Re: Solution to the CGI message trap

    Yes, I was thinking of extending the namespace (ns) parameter to
    support this including only sending back the namespace ID because
    as you say, this is enough.

    It would also give explicit information about which extensions had
    been fulfilled in the case where the request contained a mix of
    mandatory and optional extensions.

I'm not sure whether that would be mixing up two different mechanisms.
I would use a single nonce to ensure that the communication path
is free of ignorant caches and CGI scripts; i.e., if the client
gets the correct nonce back in the response, then it's sure that
everyone is playing by whatever rules are defined for the nonce
Ack.

    Then I ran into thoughts about too much overhead of adding
    potentially several UUIDs to each request

If you want to know which of several extensions were fulfilled,
you could do this with a separate (and probably more compact)
ID space.
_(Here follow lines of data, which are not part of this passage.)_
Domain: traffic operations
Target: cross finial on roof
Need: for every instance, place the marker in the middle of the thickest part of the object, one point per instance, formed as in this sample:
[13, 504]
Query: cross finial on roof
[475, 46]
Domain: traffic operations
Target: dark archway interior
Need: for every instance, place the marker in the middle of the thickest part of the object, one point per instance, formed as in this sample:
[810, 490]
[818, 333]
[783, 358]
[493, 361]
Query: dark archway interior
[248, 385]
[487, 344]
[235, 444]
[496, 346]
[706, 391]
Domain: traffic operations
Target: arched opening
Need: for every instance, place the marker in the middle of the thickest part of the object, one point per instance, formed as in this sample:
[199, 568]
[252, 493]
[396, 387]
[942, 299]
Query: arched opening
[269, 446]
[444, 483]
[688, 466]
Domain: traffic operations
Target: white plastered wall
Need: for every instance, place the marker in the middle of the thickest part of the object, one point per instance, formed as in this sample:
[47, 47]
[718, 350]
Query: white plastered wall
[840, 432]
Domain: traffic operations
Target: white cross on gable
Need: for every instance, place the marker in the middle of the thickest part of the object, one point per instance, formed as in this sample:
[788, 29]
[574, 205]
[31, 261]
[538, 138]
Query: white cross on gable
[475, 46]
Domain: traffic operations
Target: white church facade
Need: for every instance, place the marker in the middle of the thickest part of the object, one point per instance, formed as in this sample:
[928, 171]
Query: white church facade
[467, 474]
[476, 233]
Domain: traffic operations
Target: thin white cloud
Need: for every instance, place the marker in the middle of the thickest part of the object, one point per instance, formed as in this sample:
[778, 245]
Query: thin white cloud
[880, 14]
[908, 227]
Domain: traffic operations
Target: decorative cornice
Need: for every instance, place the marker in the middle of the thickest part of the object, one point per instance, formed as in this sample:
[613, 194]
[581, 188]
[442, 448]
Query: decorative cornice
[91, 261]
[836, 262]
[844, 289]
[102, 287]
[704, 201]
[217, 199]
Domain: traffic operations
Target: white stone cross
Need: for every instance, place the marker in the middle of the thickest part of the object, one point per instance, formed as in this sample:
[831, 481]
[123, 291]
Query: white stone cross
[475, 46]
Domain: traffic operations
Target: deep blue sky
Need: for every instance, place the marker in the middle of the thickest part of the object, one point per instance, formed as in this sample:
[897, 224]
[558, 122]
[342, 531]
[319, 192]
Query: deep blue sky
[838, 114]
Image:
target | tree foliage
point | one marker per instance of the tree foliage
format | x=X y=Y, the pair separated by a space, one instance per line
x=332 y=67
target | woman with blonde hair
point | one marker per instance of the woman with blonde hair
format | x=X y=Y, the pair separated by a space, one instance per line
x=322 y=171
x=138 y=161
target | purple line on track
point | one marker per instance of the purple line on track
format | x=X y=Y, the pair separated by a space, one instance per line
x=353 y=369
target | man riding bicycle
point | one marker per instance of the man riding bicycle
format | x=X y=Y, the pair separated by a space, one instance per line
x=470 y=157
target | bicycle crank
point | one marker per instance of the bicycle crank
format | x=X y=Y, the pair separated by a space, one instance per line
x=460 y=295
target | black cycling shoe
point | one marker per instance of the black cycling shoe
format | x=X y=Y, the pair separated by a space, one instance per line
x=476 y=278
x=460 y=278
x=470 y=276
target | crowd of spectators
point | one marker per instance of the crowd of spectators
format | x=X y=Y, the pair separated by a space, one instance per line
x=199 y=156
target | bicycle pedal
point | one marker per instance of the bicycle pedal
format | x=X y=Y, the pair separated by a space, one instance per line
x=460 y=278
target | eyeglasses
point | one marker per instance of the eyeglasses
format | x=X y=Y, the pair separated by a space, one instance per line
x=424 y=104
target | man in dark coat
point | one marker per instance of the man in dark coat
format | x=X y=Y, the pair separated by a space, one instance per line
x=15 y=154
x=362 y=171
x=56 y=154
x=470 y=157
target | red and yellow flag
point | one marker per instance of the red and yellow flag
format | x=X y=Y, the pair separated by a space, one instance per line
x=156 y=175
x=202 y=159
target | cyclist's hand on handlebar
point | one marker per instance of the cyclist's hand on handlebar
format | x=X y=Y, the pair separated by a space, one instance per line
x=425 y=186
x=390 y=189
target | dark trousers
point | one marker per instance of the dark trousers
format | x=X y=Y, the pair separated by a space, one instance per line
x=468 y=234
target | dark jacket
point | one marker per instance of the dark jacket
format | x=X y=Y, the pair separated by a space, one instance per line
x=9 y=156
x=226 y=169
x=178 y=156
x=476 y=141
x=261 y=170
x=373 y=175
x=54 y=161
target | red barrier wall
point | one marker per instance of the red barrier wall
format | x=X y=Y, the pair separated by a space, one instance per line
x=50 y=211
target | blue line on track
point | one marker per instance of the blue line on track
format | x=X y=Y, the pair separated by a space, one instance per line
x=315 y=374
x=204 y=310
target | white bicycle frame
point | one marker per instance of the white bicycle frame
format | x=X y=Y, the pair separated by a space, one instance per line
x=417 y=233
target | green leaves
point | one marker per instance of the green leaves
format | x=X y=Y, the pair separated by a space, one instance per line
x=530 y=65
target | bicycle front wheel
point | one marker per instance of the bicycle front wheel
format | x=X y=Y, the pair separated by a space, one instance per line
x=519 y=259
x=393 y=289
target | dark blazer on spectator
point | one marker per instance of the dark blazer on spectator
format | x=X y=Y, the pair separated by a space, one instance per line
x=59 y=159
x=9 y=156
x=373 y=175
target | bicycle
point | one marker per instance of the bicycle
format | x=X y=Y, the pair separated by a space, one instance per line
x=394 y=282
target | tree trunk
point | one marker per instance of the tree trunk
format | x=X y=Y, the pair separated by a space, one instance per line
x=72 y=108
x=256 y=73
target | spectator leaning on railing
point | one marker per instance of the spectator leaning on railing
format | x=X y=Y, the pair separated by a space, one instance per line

I.e., use a set of integers 0..N in a request with N
extensions, and get back a subset of that set (or perhaps even
a binary encoding of a bitmap).  Since these extension-IDs don't
have to also serve as integrity checks, they don't have to be
very large.

    and not being able to see
    the result without parsing the whole message

Well, life is sometimes hard.  Buffering the response headers before
acting upon the response seems like a small price to pay (e.g.,
there's no guarantee that Content-Type will come before the last
header, so the client can't do much until it sees that, anyway).

    [102] would of course not work through 1.0 proxies. Hmm, now I
    don't know.

Exactly my point.  While sending and acking the nonce does add
some header bytes, it seems (at least, after a few minutes'
worth of thought) to "solve" the problem in the sense of getting
correct answers.  Then you can optimize; for example, maybe the
client doesn't need to send a nonce on subsequent requests if
the first one worked out.

But if you can't guarantee correctness, you can't optimize.